Corbett took out his dagger and tapped it against the bracelet.

‘It’s not pure copper,’ he confirmed. ‘But some cheap tawdry ornament. The same probably goes for the clothes and the girdle.’

He crouched down beside the skeleton and examined it carefully. Sorrel was correct. None of the ribs was broken, nor could Corbett detect any fracture of the skull, arms or legs. He examined the chest, the line of the spine: no mark or contusion.

‘The effects of the garrotte string,’ he murmured,

‘would disappear with decay. How many more of these graves did you say?’

‘Two more and the bodies are no less decayed than this.’

Corbett, mystified, replaced the bracelet. He rearranged the bones back on to the board, covered them with the cloth and slid them back into the recess. Sorrel replaced the bricks; Corbett helped her. He tried to recall his conversations with his friend, a physician at St Bartholomew’s Hospital in London.

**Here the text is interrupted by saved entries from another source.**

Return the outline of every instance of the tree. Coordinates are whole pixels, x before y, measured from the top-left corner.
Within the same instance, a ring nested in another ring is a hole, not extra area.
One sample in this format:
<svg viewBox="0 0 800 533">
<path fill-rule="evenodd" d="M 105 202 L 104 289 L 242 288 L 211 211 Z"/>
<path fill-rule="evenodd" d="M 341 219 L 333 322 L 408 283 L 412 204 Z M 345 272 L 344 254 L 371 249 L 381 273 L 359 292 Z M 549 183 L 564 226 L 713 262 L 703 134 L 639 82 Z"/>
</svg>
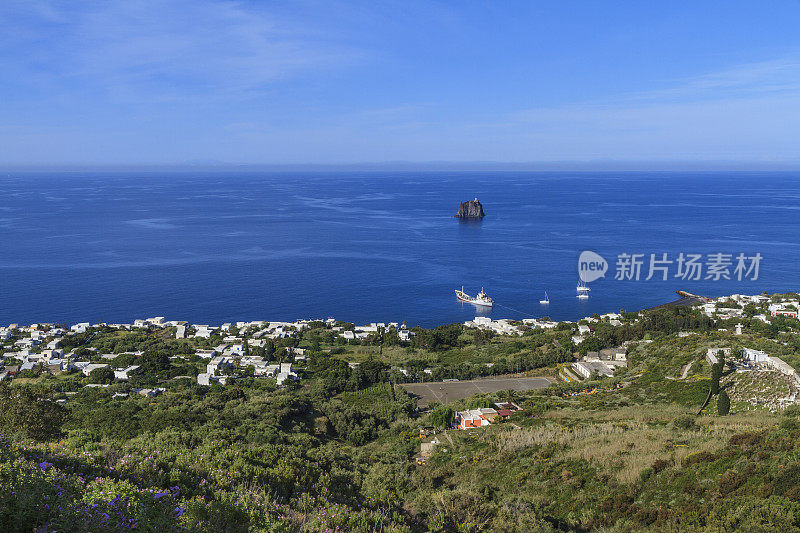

‘You found no string? Nothing round the throat?’ he asked.

‘No, I didn’t.’

Corbett was about to continue his questioning when he heard a sound. He got to his feet and moved to the window.

‘You have sharp ears, clerk.’ Sorrel remained composed.

‘I thought I heard a horse or pony, a rider. .’

‘I told you, someone I wished you to meet,’ she explained.

Corbett, one hand on his dagger, stood by the window. He heard the jingle of a harness. Whoever had arrived had already crossed the bridge. An owl hooted but the sound came from below. Sorrel went to the window and imitated the same call. She grasped Corbett’s hand.